# would you enjoy, experiment?



## bishop (Oct 4, 2012)

I assume it has been done, even though I can't find any links or info on it in English. I am thinking about setting up my under construction N scale layout for, operation via internet connection. Operating sessions with remote "engineers", of course experienced in operating model trains especially operating with DCC. Of course I wouldn't be going to extremes with it for the trial, just start simple with tuning the interface and the web cam angles. I do pc repair so I could build a small server type desktop from my spare parts. I would probably have to set up some sort of failsafe for electrical problems. I would like to have it set up where I didn't have to be present for people to operate, so folks with password (no-charge) could log in and run a train whenever they need a fix. I would have to set up password protection, to keep non experienced people from reeking havoc on my layout. I would want to chat with interested operators to make sure they are in fact experienced model railroad operators. And somehow set up secure accounts for their access, all with different passwords and usernames. I use MRC prodigy and so I use the MRC computer control software. I would have to get in touch with MRC and learn about multiple instances of the program on multiple computers running the same layout. My layout is double mainline with one ladder style yard, 2 industries being served-coal branch 3 load out tracks & lumber mill with 2 operations tracks inbound and outbound lumber products. This idea is just in my imagination right now, but i would really love to do it. Please chime in with opinions, ideas, suggestions or whatever. I think it would be fun and neat, of course anyone could view operations via webcam, but only approved operators could interact. Who knows, maybe we could start something big, thanx for reading.


----------



## Big Ed (Jun 16, 2009)

You should have added a "I don't know" in the poll selection.


----------



## gc53dfgc (Apr 13, 2010)

I would be interested in something like that.


----------



## bishop (Oct 4, 2012)

*yeah*



big ed said:


> You should have added a "I don't know" in the poll selection.
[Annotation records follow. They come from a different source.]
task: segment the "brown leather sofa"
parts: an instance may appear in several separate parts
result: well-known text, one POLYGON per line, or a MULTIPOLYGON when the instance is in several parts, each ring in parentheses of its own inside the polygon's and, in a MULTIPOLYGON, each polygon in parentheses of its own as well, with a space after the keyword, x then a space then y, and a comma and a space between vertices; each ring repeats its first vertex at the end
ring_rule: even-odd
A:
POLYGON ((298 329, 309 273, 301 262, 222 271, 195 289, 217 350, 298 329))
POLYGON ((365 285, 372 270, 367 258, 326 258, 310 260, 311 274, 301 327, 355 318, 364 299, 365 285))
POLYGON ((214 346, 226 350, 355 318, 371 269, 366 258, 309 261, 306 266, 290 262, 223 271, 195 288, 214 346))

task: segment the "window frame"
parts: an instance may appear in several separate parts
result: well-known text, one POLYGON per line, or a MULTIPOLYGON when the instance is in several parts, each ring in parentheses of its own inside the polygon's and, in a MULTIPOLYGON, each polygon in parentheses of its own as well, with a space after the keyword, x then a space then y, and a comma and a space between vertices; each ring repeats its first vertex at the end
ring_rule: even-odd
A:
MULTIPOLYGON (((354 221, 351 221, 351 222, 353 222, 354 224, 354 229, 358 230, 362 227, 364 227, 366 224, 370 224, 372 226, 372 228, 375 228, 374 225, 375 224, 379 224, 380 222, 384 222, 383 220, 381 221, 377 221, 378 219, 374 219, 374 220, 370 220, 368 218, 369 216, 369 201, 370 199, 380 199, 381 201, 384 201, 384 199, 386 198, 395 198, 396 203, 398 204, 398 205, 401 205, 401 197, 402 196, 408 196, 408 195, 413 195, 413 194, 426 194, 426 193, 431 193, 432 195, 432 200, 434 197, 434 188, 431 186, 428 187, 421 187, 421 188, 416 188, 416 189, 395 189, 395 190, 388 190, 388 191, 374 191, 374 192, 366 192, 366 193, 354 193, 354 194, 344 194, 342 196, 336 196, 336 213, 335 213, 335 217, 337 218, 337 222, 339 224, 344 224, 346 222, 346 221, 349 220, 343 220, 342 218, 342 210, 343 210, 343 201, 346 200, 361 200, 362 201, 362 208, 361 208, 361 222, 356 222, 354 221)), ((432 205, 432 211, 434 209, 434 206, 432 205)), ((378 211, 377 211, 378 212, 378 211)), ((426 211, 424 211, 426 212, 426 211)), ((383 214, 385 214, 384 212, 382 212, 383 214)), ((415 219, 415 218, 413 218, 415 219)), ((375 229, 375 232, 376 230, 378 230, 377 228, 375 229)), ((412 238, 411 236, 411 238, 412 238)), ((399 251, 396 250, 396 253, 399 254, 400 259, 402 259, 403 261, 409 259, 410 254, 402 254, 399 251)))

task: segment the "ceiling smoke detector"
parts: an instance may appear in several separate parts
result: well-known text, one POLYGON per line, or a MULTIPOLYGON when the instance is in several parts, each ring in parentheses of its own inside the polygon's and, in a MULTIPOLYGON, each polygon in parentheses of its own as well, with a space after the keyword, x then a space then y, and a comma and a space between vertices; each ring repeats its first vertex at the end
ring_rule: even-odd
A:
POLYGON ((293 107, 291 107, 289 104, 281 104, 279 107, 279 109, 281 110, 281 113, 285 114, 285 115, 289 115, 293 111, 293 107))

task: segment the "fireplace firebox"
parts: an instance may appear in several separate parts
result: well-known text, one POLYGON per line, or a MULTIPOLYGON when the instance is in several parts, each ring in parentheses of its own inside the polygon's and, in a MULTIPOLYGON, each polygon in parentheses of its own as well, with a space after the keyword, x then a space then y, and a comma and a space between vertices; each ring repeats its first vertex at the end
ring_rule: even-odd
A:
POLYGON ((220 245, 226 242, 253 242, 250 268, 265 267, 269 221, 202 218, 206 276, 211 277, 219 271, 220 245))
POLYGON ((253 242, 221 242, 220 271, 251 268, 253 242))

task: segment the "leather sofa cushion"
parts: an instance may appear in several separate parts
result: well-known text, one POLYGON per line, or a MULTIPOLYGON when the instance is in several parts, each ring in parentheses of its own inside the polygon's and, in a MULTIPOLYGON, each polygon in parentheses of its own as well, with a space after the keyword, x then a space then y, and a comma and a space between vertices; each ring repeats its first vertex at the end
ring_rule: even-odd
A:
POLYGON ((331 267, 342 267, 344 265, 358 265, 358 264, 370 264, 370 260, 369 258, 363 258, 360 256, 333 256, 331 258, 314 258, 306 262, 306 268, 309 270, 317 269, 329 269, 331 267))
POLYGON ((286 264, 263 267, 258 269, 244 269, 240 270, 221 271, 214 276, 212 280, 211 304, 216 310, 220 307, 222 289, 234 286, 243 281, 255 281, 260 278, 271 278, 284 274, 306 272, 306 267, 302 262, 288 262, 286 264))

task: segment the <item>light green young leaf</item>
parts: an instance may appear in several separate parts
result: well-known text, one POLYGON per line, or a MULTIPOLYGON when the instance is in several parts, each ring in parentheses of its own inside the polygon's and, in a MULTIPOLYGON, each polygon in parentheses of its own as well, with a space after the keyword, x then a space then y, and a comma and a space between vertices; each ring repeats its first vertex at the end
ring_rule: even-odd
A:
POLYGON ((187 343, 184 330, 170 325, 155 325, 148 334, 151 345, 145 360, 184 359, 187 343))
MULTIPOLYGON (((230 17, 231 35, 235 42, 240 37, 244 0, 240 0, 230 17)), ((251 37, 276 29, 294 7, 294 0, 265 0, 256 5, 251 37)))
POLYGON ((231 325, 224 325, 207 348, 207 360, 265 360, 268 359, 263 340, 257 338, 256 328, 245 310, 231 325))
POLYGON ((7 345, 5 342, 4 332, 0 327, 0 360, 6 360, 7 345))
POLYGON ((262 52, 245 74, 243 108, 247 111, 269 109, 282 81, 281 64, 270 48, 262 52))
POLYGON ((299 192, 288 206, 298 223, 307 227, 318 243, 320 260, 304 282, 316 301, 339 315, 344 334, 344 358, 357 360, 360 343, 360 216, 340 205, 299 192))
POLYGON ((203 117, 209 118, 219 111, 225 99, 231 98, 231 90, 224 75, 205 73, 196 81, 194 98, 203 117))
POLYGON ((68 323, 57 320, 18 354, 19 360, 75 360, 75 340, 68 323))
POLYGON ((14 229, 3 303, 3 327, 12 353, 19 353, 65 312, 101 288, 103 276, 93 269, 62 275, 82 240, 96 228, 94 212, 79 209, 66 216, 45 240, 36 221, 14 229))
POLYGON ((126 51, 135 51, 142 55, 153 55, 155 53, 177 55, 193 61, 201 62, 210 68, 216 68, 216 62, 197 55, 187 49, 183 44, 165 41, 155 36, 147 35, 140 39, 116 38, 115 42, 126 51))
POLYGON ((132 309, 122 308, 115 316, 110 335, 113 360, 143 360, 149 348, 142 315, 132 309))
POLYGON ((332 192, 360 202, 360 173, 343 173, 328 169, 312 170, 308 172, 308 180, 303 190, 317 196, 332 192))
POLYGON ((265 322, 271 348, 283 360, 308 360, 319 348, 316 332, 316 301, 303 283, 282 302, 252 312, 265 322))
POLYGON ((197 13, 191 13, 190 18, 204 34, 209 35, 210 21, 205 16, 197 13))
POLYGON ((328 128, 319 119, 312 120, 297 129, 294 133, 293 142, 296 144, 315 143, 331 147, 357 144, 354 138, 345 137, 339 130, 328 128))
I should have, I didn't think about it, I was on my way out the door to go mollie mooch hunting!


----------



## dannyrandomstate (Jan 1, 2012)

I dunno. The last time I experimented with something landed me 8.5 years in the Army! 

I'd probably do something like that.


----------



## Big Ed (Jun 16, 2009)

bishop said:


> I should have, I didn't think about it, I was on my way out the door to go mollie mooch hunting!


Mobile mooch hunting? 

A mod can add the I don't know if you ask him right, after he has had a cup of coffee. 

I will add yes, even though I don't know much about DCC, I could watch.

Mobile mooch hunting......cruising around looking for/at women? :thumbsup:


----------



## tjcruiser (Jan 10, 2010)

I added the "I don't know" option.

TJ


----------



## Big Ed (Jun 16, 2009)

tjcruiser said:


> I added the "I don't know" option.
> 
> TJ


You know? 
Mobile mooch hunting?


----------